Congo’s supreme court has upheld President Joseph Kabila’s victory following a contested election, raising fears of more violence in sub-Saharan Africa’s largest nation because the main opposition candidate has already rejected the results. The November election was only the second democratic vote in Congo’s 51-year history, and the first to be organised by the Congolese government rather than by the international community. Observers have expressed concern about irregularities, saying voter turnout results were impossibly high in some districts.

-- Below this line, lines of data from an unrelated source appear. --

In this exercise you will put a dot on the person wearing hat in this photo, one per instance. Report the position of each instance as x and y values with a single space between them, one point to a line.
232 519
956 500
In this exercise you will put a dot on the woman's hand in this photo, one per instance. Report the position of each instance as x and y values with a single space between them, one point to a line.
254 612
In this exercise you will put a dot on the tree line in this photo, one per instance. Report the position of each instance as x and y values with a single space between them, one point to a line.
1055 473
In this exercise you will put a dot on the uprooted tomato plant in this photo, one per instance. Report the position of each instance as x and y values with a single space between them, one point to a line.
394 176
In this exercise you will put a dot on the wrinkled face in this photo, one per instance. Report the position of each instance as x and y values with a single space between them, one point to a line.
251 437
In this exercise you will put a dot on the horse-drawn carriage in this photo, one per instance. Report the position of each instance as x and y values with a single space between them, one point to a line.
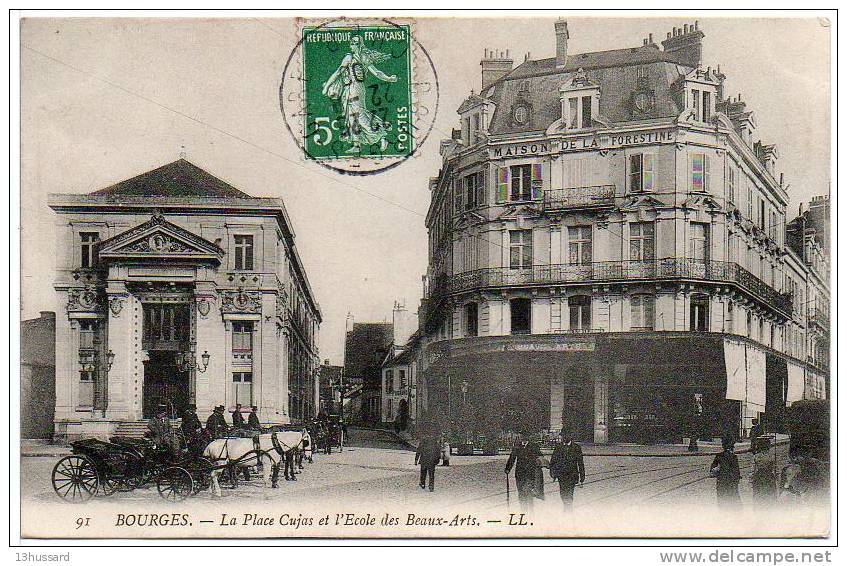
99 468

Kabila, Congo’s incumbent president, faced 10 candidates, including Etienne Tshisekedi, a 79-year-old longtime opposition leader who is enormously popular with the country’s impoverished masses. Observers fear unrest if Tshisekedi orders his supporters to take to the streets. So far, Tshisekedi has called for calm, telling his supporters to await his instructions.
Another opposition candidate, Vital Kamerhe, appealed to Congo’s supreme court to annul the presidential vote, but the court said late on Friday that his complaint was groundless and lacked sufficient evidence. The decision was announced by Justice Jerome Kitoko, the court’s vice president.
Kabila first came to power after his father’s assassination and has now led the massive, mineral-rich central African nation for a decade. Results released one week ago showed he had 49% of the vote, and Tshisekedi had 32% of the nearly 19m votes cast.
Just 24 hours after those results were published, US observers from the Atlanta-based Carter Center – founded by former president Jimmy Carter – issued a statement saying the vote lacked credibility.
David Pottie, one of the senior observers with the Carter Center, said it was impossible to have 100% voter turnout in a region where less than 2% of the roads are paved, and equally improbable for all the votes to go to Kabila, when there were 11 candidates on the ballot.